32 Statement of regulatory policy

The Parliament intends that one or more bodies or associations that the ACMA is satisfied represent sections of the digital platform industry should develop one or more codes (misinformation codes) that require participants in those sections of the digital platform industry to implement measures to prevent or respond to misinformation and disinformation on digital platform services.

 

33 Examples of matters that may be dealt with by misinformation codes and misinformation standards 

(1) This clause sets out examples of matters that may be dealt with by misinformation codes and misinformation standards.

(2) The applicability of a particular example will depend on which section of the digital platform industry is involved.

(3) The examples are as follows:

(a) preventing or responding to misinformation or disinformation on digital platform services;

(b) using technology to prevent or respond to misinformation or disinformation on digital platform services;

(c) preventing or responding to misinformation or disinformation on digital platform services that constitutes an act of foreign interference (within the meaning of the Australian Security Intelligence Organisation Act 1979)

(d) preventing advertising involving misinformation or disinformation on digital platform services;

(e) preventing monetisation of misinformation or disinformation on digital platform services;

(f) supporting fact checking;

(g) allowing end-users to detect and report misinformation or disinformation on digital platform services;

(h) giving information to end-users about the source of political or issues-based advertisements;

(i) policies and procedures for receiving and handling reports and complaints from end-users;

(j) giving end-users and others information about misinformation or disinformation on digital platform services.

 

Subdivision C—Compliance with misinformation codes

43 Compliance with registered misinformation code

(1) If:

(a) a misinformation code that applies to participants in a particular section of the digital platform industry is registered under this Part; and

(b) a digital platform provider is a participant in that section of the digital platform industry; the provider must comply with the code.

Civil penalty provision

(2) Subclause (1) is a civil penalty provision.

Designated infringement notice provision

(3) Subclause (1) is a designated infringement notice provision.

Warnings

(4) If the ACMA is satisfied that a digital platform provider has contravened subclause (1), the ACMA may issue a formal warning to the provider.

 

44 Remedial directions—contravention of misinformation code

Scope

(1) This clause applies if:

(a) a misinformation code that applies to participants in a particular section of the digital platform industry is registered under this Part; and

(b) a digital platform provider is a participant in that section of the digital platform industry; and

(c) the ACMA is satisfied that the provider has contravened, or is contravening, the code.

(2) The ACMA may give the provider a written direction requiring the provider to take specified action directed towards ensuring that the provider does not contravene the code, or is unlikely to contravene the code, in the future.

(3) A digital platform provider must not contravene a direction under subclause (2).

Civil penalty provision

(4) Subclause (3) is a civil penalty provision.

 

45 General requirement—consideration of freedom of political communication

Before determining a standard under this Division, the ACMA must consider:

(a) whether the standard would burden freedom of political communication; and

(b) if so, whether the burden would be reasonable and not excessive, having regard to any circumstances the ACMA considers relevant.

 

46 ACMA may determine standards—request for a code is not complied with

(1) This clause applies if:

(a) the ACMA has made a request under subclause 38(1) in relation to the development of a code that is to:

(i) apply to participants in a particular section of the digital platform industry; and

(ii) deal with one or more matters relating to the operation of digital platform services by those participants; and

(b) any of the following conditions is satisfied

(i) the request is not complied with;

(ii) if indicative targets for achieving progress in the development of the code were specified in the notice of request—any of those indicative targets were not met;

(iii) the request is complied with, but the ACMA subsequently refuses to register the code; and

(c) the ACMA is satisfied that it is necessary or convenient for the ACMA to determine a standard in relation to that matter or those matters in order to provide adequate protection for the community from misinformation or disinformation on the services.

(2) The ACMA may, by legislative instrument, determine a standard that applies to participants in that section of the digital platform industry and deals with that matter or those matters.

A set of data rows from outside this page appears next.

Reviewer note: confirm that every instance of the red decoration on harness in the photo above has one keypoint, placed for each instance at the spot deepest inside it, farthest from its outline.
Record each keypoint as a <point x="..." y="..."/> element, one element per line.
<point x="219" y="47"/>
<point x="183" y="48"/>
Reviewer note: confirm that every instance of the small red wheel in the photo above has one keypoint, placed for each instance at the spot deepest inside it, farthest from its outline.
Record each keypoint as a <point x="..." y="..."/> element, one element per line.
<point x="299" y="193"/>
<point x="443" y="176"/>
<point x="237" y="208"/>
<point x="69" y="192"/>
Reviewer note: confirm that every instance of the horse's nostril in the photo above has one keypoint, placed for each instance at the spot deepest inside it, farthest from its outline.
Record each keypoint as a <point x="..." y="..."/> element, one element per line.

A standard under this subclause is to be known as a misinformation standard.

(3) Before determining a standard under this clause, the ACMA must consult the body or association to whom the request mentioned in paragraph (1)(a) was made.

 

47 ACMA may determine standards—no industry body or association formed

(1) This clause applies if:

(a) the ACMA is satisfied that a particular section of the digital platform industry is not represented by a body or association; and

(b) the ACMA has published a notice under subclause 39(1) relating to that section of the digital platform industry; and

(c) that notice:

(i) states that, if such a body or association were to come into existence within a particular period, the ACMA would be likely to give a notice to that body or association under subclause 38(1); and

(ii) sets out one or more matters relating to the operation of digital platform services by participants in that section of the digital platform industry; and

(d) no such body or association comes into existence within that period; and

(e) the ACMA is satisfied that it is necessary or convenient for the ACMA to determine a standard in relation to that matter or those matters in order to provide adequate protection for the community from misinformation or disinformation on the services.

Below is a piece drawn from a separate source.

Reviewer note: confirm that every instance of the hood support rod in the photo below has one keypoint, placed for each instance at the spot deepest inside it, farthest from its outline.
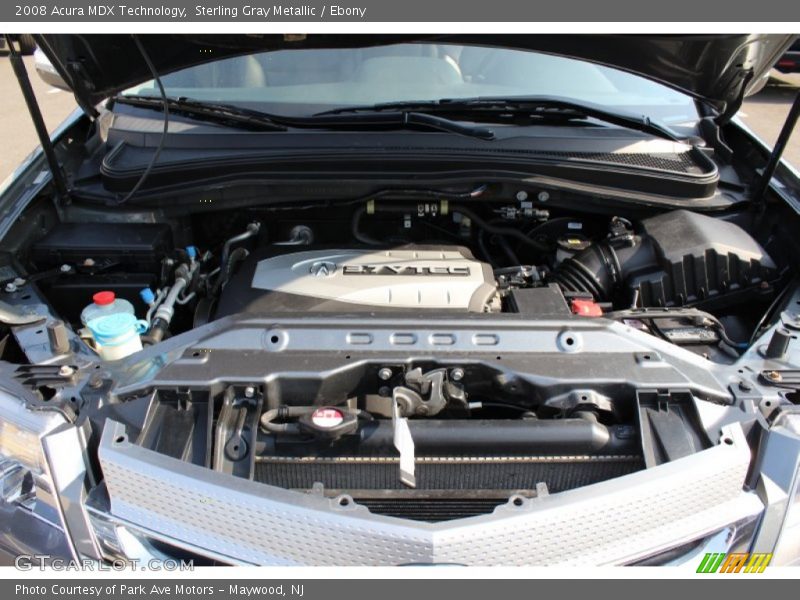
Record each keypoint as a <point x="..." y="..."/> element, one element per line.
<point x="38" y="122"/>
<point x="761" y="185"/>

(2) The ACMA may, by legislative instrument, determine a standard that applies to participants in that section of the digital platform industry and deals with that matter or those matters. A standard under this subclause is to be known as a misinformation standard.

 

48 ACMA may determine standards—total failure of misinformation code

(1) This clause applies if:

(a) a registered misinformation code that:

(i) applies to participants in a particular section of the 6 digital platform industry; and  (ii) deals with one or more matters relating to the operation of digital platform services by those participants;

has been registered under this Part for at least 180 days; and

(b) the ACMA is satisfied that the code is totally deficient (as defined by subclause (6)); and

(c) the ACMA has given the body or association that developed the code a written notice requesting that deficiencies in the code be addressed within a specified period; and

(d) that period ends and the ACMA is satisfied that it is necessary or convenient for the ACMA to determine a standard that applies to participants in that section of the digital platform industry and deals with that matter or those matters.

(3) The ACMA may, by legislative instrument, determine a standard that applies to participants in that section of the digital platform industry and deals with that matter or those matters. A standard under this subclause is to be known as a misinformation standard.

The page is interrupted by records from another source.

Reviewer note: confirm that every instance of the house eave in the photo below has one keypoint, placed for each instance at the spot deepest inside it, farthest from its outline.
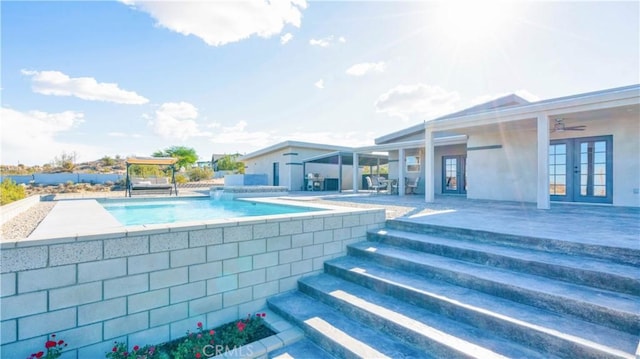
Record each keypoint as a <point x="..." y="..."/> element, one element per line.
<point x="624" y="96"/>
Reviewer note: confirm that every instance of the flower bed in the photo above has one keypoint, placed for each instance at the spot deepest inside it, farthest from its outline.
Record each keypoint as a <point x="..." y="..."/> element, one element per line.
<point x="203" y="343"/>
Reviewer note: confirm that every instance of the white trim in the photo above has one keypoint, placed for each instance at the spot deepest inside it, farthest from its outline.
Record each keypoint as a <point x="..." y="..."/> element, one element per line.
<point x="543" y="198"/>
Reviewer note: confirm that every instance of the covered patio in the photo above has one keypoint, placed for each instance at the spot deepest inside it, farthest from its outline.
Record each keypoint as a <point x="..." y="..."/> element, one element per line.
<point x="346" y="158"/>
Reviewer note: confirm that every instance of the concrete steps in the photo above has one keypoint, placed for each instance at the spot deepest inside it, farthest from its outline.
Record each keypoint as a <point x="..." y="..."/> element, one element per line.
<point x="415" y="291"/>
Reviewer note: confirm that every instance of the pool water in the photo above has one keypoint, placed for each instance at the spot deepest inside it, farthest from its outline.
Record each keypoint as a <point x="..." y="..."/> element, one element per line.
<point x="135" y="212"/>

(6) For the purposes of this clause, a misinformation code that:

(a) applies to participants in a particular section of the digital platform industry; and

(b) deals with one or more matters relating to the operation of digital platform services by those participants;

is totally deficient if, and only if, the code is not operating to provide adequate protection for the community from misinformation or disinformation on the services.

 

Concerns

The Bill allows the federal government through ACMA to surveil and investigate the political and public discourse of citizens and imposes penalties on online platforms who do not comply with what ACMA determines to be adequate ways of combating misinformation or disinformation.

In our view, this represents a dangerous step in the direction of more government oversight and control of public discourse. What is true and not true and what is harm and not harmful is often the subject of reasonable disagreement. History shows that governments should not be the arbiters of truth. Governments are often mistaken about what is true, and inevitably political interests consciously or subconsciously predominate. Although the Bill professes to not be in conflict with the implied Constitutional right to political communication in Australia, it is difficult to see how provisions which require online platforms to curtail public speech the government deems untrue and harmful could have any real effect consistent with that right.

In a day and age where social media censorship is already an issue of concern, the last thing Australia needs is for government to be encouraging and inducing social media websites to censor information it deems to be incorrect, or to punish platforms for not agreeing to go along with it.